Perceptual Segregation

By: Russell K. Robinson

This Article argues that outsiders and insiders tend to perceive allegations of discrimination through fundamentally different psychological frameworks. A workplace may be spatially integrated and yet employees who work side by side may perceive an allegation of discrimination through very different lenses because of their disparate racial and gender identities. Most “implicit bias” legal scholarship has focused on the cognitive processes of “insiders” (whites and men) in assessing and evaluating “outsiders” (people of color and women).
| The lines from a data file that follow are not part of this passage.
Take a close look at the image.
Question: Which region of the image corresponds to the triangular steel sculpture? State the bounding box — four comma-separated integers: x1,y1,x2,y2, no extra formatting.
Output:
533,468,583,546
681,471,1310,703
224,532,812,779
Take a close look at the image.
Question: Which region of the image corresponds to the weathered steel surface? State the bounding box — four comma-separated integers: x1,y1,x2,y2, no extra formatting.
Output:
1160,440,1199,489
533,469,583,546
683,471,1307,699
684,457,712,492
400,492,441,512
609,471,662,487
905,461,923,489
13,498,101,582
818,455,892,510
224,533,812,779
This Article opens a new field of legal scholarship and complements the implicit bias literature by drawing on empirical studies to explicate the cognitive processes of outsiders in interpreting potential incidents of discrimination. Studies show that blacks and whites are likely to differ substantially in how they conceive of and define discrimination. While many whites expect evidence of discrimination to be explicit, and assume that people are colorblind when such evidence is lacking, many blacks perceive bias to be prevalent and primarily implicit. Studies have also revealed that men and women differ significantly in assessing incidents of sexual harassment. Differences in perception have profound implications for how our judicial machinery, which consists predominantly of white male judges, resolves antidiscrimination claims. Judges are likely to impose their own contingent conceptions of discrimination, with little or no awareness of the perceptual limitations shaping their judgments. This Article explores reforms in the judicial system and in workplaces that could help sensitize both insiders and outsiders to each other’s perspective and break down the rigidity in these clashing mindsets.